Edgar Wright’s action and crime drama Baby Driver redefined the cinematic post-production workflow with the integration of music storyboarding from start to finish.
The film pivots around the soundtrack, which underpinned the production and editing process, explained ACE editor Paul Machliss.
“It is a film full of music, the integration of the two is quite unique,” Machliss said in a presentation with Avid.
Wright and Machliss worked on refining the workflow processes that were to be used on set for Baby Driver, with Wright selecting the music for the soundtrack years earlier when he had written the script.
”We’d spent several years on and off working on Baby Driver, between separate projects.
”Prepping and getting ready, making tests and ensuring sequences would work with the proof of concepts,” Machliss said.
Making a movie around a playlist
Machliss explained the role music played in the storyline helped speed up the editing process and was critical to the film’s success.
He said: ”We knew that was going to be a big deal in order to make the visuals and images work with the music but also create a production that didn’t feel like a musical where everything is heavily choreographed.”

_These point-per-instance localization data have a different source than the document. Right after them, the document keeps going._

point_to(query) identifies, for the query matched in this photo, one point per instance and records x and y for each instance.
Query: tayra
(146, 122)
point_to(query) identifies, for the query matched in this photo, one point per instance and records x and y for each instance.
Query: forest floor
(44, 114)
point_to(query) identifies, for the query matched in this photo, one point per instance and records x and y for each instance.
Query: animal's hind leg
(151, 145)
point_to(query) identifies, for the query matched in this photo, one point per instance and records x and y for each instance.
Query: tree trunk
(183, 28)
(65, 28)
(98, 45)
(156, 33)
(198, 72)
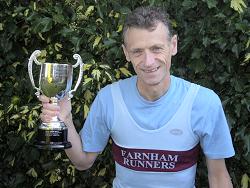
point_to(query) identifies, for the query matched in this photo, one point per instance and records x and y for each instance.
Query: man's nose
(149, 58)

Machliss was on set everyday working side-by-side with Wright through the takes to immediately cut and edit the clips, a process that was particularly important for the car chase scenes, which Machliss explained.
”Baby Driver is the ultimate expression of the way Edgar Wright and I work together.”

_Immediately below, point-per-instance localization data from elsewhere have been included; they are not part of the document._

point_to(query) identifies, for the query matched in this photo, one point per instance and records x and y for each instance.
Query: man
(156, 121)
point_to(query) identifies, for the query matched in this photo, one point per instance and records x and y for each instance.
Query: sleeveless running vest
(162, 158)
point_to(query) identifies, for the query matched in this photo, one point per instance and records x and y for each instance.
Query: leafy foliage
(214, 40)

Machliss said: “In order to make the scenes work you had to be there at the moment of creation, you weren’t in a post-production van or off to the side.
”For practical purposes, I needed to be connected to video assist but I was there every day of every take.”
Capturing the moment
The art of post-production was completely intertwined with the moment of production.
The aim of adapting the workflow was to create the perfect scene timed to the beat of the song in sync with the storyboard was absolutely accurate down to the second.
”Wright wanted me on the side of the road editing as we were filming.”
”Shooting car sequences is technical, the car itself is on a low loader with the cameras attached to the low loader. Wright wanted me on the side of the road editing as we were filming.”
Machliss was often positioned next to Wright during filming, he said: “I could immediately grab the shot on video assist and put the scene together at exactly that moment.”
The storyboard - running on a lower media layer of the Avid Media Composer system used by Machliss - played an important role throughout the production and post-production process.
The entire film was mapped out on a storyboard including dialogue and music scenes, as the core of the entire film.
Machliss explained that because of the role music played in the movie, filming and post-production could only be approached in this manner.
The interview was conducted at an Avid presentation during NAB.